À ceux qui aujourd’hui encore crient au complot des facilitateurs contre le Togo, je pense que la lecture ou la relecture de l’ouvrage de maître Yaovi Dégli ferait beaucoup de bien. Voici ici un extrait de la mise en garde de maître Dégli : « À la demande faite par les forces démocratiques de voir Paris apporter son assistance au Togo en vue d’élections honnêtes, les hommes politiques de l’Hexagone répondaient par la nécessité pour l’opposition de désigner un candidat unique. C’était comme si l’opposition demandait qu’on lui donnât la recette indispensable à sa victoire. (…). Les forces démocratiques, incapables de s’organiser seules pour faire aboutir le processus démocratique, confrontées à la terreur et l’insécurité organisées par le Général, commençaient à nourrir une grosse amertume… » (page 163). Plus de vingt ans après ce constat, nous voilà retombés dans le même travers que maître Dégli qualifiait de « parfaite illustration de l’ambiguïté des sentiments du colonisé face à son maître ».

Les accusations à peine voilées de complotisme contre Nana Akufo ou Alfa Kondé sont dans le meilleur des cas de l’ingratitude pour ne pas parler d’indignité. Si nous n’avons pas la démocratie, sauvegardons au moins notre dignité, car chacun de nous en a bien une. Je ne voudrais pas m’attarder sur les appels du pied que certains lancent au Président Buhari du Nigéria comme si ce dernier serait un supérieur hiérarchique de Nana Akufo et de Alfa Kondé. On donne l’impression que c’est d’elle-même que la CEDEAO s’est invitée dans notre « crise » pour jouer les redresseurs de torts. Si c’est vraiment le cas, alors de quoi se plaint-on aujourd’hui, puisque selon les uns et les autres la mission est en passe d’être réussie si elle ne l’est déjà ! Je rappelle que la feuille de route a fait l’unanimité pour diverses raisons avant d’être remise en cause quand elle a été rattrapée au moment de sa mise en œuvre par notre incapacité à aller à l’essentiel.
A mon avis nous avons tendu un piège à la CEDEAO, laquelle, curieusement, y est tombée comme une novice, sans doute en croyant ainsi redorer son blason après les accusations de complicité qu’elle a subies lors de l’arrivée au pouvoir de l’actuel Président du Togo à la mort de son père en 2005.

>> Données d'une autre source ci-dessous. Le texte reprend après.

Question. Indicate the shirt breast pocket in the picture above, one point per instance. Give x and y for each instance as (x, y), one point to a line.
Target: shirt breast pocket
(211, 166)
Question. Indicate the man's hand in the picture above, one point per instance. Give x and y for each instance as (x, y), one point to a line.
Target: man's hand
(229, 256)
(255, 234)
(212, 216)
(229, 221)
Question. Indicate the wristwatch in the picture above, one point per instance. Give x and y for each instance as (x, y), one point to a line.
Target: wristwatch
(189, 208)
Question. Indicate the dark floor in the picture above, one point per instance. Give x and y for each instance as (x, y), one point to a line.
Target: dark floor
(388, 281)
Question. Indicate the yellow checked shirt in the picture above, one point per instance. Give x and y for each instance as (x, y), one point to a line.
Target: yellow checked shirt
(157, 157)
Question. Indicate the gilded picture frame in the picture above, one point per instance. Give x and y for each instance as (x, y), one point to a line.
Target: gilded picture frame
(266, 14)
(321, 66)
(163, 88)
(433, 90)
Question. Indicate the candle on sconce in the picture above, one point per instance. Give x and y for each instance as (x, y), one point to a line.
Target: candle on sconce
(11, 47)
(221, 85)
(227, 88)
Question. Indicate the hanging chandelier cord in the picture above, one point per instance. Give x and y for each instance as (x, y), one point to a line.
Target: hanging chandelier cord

Dans l’une de mes tribunes que j‘avais intitulée « Nous avons le choix », j’attirais l’attention sur le fait qu’aucune personnalité extérieure ni aucune institution issue de la communauté internationale ne sauraient régler nos problèmes à notre place. En fait rien d’original, si l’on veut, car tout le monde ou presque le dit ; c’est bien malgré elle que la C14 s’est engagée dans le processus du dernier dialogue, lequel dialogue dès le début avait toutes les allures d’un aberrant malentendu. Toute la C14, dans une unité de façade qui ne trompait que ceux qui le voulaient, toute la C14 donc chantait à l’unisson qu’elle n’accepterait les propositions (d’aucuns parlent de Directives) des facilitateurs que si ces propositions sont conformes (ou conformées ?) à l’intérêt du peuple tel que défini par la C14. Ce qui conduit à des lapsus qui interrogent sur l’état d’esprit dans lequel les représentants de la C14 abordent les négociations. Ainsi le 17 novembre dernier avant de se rendre à l’aéroport pour prendre l’avion pour Conakry en vue de l’ultime concertation chez Alfa Kondé, le Chef de file de l’opposition avait cru devoir s’excuser devant les manifestants de ne pas pouvoir rester avec eux car il devait « malheureusement » se rendre à Conakry. Pourtant les images du voyage maladroitement diffusées sur les réseaux sociaux (toujours eux) ne laissaient rien apparaitre de contraignant, bien au contraire. Le site republicoftogo s’en était bien amusé. Qu’à cela ne tienne, Alfa Kondé et Nana Akufo qui ont bien flairé le danger de mise à l’écart vers lequel la C14 se manœuvrait avaient fait crépiter les appareils téléphoniques entre Conakry, Accra et Lomé pour assurer les arrières notamment des députés sortants qui risquaient de se retrouver hors-jeu après le 20 décembre.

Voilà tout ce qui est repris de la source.